Beike (NYSE: BEKE) is the leading integrated online and offline platform for housing transactions and services in China. We are a pioneer in building infrastructure and standards to reinvent how service providers and housing customers efficiently navigate and complete housing transactions.
The computing resources, especially GPUs, of Beike's machine learning platform primarily relied on public cloud services and were distributed across different regions. To enable storage to flexibly follow computing resources, the storage system must be highly flexible, supporting cross-region data access and migration while ensuring continuity and efficiency of computing tasks. In addition, as data volumes grew, the pressure on metadata management was also increasing.
Last year, our machine learning platform team restructured our storage system and chose a solution based on JuiceFS, a cloud-native distributed file system. Currently, JuiceFS serves as the underlying storage for the entire machine learning platform. It improved our adaptability to hybrid multi-cloud architectures and significantly enhanced data processing efficiency.
The storage platform now supports multiple scenarios. For example, the model loading time has been reduced from 10+ minutes to less than 30 seconds, marking a 20-fold speed improvement. In addition, we’ve developed multi-AZ (availability zone) distributed caching and mirroring features based on JuiceFS.
In this article, we’ll deep dive into our AI infrastructure evolution, the reasons for choosing JuiceFS, our underlying storage design based on JuiceFS, applying JuiceFS in our AI model repository, and our future plans.
Evolution of our AI infrastructure
The evolution of Beike's AI infrastructure has progressed from standalone to multi-server multi-GPU, then to platform-based, and ultimately to hybrid-cloud.
In the early days, our machine learning required only a single GPU machine with a local hard drive for optimization. However, as the demand for engineering automation increased and the scale expanded, this bare metal approach could no longer support efficient computing scheduling. Consequently, architectures emerged that catered to single data center or single cluster setups to meet the needs of automation. During this phase, we introduced Kubernetes clusters and network attached storage (NAS) shared storage to handle training tasks by mounting them onto machines.
With the emergence of foundation models, the scale of models increased dramatically, leading to a rise in computing demands. Obtaining computing resources was challenging and public cloud became the primary source of computing power. When coordinating GPU resources on public cloud platforms, users may face geographical restrictions. This made companies, including Beike, to adjust AI infrastructure architecture.
Currently, our team manages two platforms: the hybrid cloud KCS container service and the AIStudio machine learning platform. Both are built on large hybrid cloud platforms using container technology.
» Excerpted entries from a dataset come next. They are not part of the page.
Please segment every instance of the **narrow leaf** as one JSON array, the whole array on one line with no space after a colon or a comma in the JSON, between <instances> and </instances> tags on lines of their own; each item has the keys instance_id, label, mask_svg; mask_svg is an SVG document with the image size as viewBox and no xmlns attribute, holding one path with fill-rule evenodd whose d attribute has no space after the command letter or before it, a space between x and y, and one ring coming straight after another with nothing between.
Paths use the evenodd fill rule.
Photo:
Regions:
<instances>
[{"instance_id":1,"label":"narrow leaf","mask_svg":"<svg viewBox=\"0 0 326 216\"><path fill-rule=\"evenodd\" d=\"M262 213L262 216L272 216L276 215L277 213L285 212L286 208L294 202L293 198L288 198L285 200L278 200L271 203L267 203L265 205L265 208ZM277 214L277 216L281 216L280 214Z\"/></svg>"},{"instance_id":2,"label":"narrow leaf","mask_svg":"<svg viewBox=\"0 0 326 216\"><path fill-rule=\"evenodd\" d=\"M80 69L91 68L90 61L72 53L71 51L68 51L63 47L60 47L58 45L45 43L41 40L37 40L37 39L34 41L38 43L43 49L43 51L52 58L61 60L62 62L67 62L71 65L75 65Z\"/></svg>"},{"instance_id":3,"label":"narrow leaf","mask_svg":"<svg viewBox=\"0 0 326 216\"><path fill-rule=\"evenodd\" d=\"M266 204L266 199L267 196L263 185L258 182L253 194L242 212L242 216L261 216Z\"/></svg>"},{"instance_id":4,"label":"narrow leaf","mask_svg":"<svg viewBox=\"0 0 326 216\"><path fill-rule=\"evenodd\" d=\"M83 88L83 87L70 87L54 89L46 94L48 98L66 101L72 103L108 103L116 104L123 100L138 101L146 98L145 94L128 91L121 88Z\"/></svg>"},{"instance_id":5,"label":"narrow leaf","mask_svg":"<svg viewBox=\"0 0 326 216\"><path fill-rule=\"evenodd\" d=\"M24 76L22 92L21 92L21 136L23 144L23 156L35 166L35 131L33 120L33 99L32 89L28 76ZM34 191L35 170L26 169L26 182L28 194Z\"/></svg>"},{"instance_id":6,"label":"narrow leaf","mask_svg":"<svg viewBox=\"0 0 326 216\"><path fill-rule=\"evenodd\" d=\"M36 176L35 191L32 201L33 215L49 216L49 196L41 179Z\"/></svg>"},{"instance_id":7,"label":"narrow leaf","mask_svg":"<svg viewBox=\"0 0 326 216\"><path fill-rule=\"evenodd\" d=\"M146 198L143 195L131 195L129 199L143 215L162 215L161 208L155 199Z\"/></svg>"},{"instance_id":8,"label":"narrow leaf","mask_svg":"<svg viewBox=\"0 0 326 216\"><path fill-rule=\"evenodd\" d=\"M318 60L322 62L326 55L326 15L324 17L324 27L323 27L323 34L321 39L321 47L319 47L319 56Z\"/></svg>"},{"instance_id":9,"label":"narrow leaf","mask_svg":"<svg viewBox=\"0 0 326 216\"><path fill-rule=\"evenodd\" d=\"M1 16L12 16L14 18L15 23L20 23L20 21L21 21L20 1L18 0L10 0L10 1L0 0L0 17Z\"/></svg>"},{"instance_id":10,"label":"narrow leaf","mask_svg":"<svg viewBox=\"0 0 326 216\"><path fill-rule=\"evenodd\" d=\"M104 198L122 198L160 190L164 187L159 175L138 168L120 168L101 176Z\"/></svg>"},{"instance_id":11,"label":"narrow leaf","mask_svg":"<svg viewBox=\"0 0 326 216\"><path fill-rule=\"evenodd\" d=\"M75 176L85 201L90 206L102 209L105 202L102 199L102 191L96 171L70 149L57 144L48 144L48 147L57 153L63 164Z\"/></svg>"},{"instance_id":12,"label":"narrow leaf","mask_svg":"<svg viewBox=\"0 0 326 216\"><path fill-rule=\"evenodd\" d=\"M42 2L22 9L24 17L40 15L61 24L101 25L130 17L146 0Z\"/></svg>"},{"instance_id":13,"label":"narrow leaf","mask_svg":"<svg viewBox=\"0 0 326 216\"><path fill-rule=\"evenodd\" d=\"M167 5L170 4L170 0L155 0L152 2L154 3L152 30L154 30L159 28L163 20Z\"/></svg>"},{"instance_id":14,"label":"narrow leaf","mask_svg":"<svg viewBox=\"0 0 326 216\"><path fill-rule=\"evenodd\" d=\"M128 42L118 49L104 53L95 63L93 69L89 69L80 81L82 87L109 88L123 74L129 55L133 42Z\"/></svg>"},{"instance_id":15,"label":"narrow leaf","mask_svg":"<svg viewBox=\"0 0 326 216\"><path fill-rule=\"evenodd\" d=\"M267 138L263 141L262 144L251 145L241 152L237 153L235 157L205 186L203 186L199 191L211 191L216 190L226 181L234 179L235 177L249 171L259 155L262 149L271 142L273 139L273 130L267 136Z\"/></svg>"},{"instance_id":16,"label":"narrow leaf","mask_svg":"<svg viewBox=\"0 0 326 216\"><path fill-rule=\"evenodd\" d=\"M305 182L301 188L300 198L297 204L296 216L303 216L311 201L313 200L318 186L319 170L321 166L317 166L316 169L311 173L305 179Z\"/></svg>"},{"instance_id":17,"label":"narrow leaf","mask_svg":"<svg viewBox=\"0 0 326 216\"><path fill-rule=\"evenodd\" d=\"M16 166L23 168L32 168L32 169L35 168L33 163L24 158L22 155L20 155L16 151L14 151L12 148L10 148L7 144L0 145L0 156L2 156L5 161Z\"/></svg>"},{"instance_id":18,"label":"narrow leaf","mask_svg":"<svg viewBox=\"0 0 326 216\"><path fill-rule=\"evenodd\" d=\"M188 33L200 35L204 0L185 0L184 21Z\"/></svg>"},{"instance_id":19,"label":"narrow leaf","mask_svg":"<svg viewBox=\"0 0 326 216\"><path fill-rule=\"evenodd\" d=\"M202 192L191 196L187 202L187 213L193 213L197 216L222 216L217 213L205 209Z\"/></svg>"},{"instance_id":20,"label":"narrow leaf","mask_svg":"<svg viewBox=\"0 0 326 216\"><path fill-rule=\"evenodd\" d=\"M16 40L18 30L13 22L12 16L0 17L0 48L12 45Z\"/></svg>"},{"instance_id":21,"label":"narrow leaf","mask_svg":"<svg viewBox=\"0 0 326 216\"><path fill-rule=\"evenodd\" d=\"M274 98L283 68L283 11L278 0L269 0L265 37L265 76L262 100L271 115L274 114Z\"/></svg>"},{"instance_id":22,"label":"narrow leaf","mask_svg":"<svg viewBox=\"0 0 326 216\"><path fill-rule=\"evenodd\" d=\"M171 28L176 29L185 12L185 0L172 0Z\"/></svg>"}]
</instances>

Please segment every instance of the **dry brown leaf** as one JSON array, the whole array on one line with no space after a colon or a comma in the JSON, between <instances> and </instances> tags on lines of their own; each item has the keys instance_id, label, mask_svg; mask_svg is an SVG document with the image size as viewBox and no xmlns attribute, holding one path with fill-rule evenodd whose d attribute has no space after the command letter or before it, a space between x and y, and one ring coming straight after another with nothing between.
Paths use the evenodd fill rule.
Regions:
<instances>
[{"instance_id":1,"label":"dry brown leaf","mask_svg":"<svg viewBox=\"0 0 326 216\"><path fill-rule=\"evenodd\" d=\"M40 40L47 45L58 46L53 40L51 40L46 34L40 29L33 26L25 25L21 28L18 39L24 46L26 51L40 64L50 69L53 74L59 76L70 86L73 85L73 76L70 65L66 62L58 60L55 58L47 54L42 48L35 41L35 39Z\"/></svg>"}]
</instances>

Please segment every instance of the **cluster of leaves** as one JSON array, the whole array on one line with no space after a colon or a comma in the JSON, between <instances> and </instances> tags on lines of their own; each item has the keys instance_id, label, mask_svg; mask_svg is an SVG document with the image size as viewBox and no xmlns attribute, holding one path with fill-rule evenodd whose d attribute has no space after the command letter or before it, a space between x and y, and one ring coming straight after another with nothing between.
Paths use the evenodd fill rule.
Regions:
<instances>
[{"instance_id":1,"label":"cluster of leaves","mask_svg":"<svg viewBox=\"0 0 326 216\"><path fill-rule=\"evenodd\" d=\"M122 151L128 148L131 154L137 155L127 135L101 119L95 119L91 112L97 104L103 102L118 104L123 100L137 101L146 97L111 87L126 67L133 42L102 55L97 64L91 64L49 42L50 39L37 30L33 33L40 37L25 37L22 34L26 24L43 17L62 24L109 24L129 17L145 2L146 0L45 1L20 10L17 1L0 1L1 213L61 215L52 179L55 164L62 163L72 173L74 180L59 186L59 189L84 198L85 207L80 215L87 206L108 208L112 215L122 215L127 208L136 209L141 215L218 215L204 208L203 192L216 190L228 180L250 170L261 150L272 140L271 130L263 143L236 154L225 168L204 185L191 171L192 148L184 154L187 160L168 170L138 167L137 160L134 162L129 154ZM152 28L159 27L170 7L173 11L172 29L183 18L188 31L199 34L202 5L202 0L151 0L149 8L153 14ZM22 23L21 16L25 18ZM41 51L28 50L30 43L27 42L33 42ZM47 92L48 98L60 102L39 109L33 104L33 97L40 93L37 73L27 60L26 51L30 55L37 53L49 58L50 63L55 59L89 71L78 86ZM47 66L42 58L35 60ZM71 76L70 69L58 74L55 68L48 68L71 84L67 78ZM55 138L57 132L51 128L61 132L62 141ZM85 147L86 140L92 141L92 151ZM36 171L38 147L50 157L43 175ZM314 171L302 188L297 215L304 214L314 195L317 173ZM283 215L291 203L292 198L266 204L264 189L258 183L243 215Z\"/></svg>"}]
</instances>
The container platform relies on self-built IDCs, covering multiple data centers and integrating various public cloud services across regions.
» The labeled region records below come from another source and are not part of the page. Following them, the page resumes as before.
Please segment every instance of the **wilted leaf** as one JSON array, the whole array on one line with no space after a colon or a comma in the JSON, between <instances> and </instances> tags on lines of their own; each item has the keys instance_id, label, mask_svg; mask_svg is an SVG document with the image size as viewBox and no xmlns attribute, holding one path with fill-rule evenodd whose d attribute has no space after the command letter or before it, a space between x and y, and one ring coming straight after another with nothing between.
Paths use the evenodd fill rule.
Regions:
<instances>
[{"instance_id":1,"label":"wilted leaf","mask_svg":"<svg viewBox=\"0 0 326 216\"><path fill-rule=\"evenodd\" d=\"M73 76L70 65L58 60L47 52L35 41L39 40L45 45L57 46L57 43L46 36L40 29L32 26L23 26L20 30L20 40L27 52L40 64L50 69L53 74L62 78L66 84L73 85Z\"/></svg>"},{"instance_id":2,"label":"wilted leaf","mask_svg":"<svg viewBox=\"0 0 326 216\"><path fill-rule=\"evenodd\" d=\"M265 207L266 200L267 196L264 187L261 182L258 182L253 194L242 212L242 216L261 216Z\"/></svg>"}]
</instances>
The evolution of Beike's infrastructure has progressed from bare metal delivery to single Kubernetes cluster delivery, and then to multi-cluster, multi-data center delivery, ultimately achieving a federal delivery model that enables cross-regional resource management.
During our platform evolution, the infrastructure layer has undergone the following changes:
Decoupled compute and storage: In practical scenarios, when data was located in City A but training tasks were in City B, mounting the data volume from City A would result in inefficiency due to network latency. Thus, shortening the distance between compute and storage to improve data access efficiency was a key aspect of optimizing infrastructure architecture.
Storage following compute: Given the tight computing resources, we must consider how to make storage closer to computing power. As obtaining GPU resources became more challenging, the traditional strategy of "compute following storage" may need to shift to "storage following compute." This required us to flexibly configure storage resources based on the actual geographical location of computing tasks to ensure efficient coordination between the two. Cross-region data management challenges: Our storage and compute had a long distance. To shorten this distance, the most straightforward but inefficient method was data copying. This meant transferring data from one location to another. When spanning significant distances, efficiency issues were particularly obvious. For example, a recent data migration involving 20 TB took 11 days, primarily due to handling numerous small files. This level of efficiency was unacceptable for current high-efficiency data processing needs, particularly in AI training.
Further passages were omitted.